Future tax rates remain uncertain, but elevated federal deficits may eventually lead to higher tax rates. To help meet projected budget shortfalls, President Donald Trump recently discussed a new, higher top federal income tax bracket for top earners with Mike Johnson, the Speaker of the House of Representatives. On May 9, 2025, President Trump posted on social media that, “Republicans should probably not [increase income tax rates] but I’m OK if they do.” In theory, the higher the income tax rate, the more investors should be willing to pay for municipal bonds exempt from income tax.
Municipal bonds exhibit strong credit fundamentals
Municipal bond credit fundamentals remain sound based on credit rating agency actions and state-level finances. Both provide reassurance that well-diversified high quality municipal bond portfolios supported by active credit research and monitoring should exhibit low credit losses in the future, consistent with historical precedent. Active credit research involves municipal bond specialists reviewing individual issues to ensure ample compensation for the risk of nonpayment.

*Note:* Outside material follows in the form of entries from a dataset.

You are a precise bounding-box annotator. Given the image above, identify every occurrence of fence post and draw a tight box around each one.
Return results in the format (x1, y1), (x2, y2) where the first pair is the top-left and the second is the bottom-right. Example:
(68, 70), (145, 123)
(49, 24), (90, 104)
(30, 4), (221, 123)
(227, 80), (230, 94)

State level general fund balances, which reflect differences between state revenues and expenditures, increased fourfold between 2019 and 2024, on average. The same can be said for the median state cash balance relative to expenses. Excess cash has also contributed to steadily growing rainy day funds among the states. Rainy day funds refer to surplus revenue that has been set aside for budget deficits and unexpected financial needs. Since 2010, the median state rainy day fund rose from eight days’ worth of typical expenditures to a whopping 46 days’ worth of expenditures in 2023.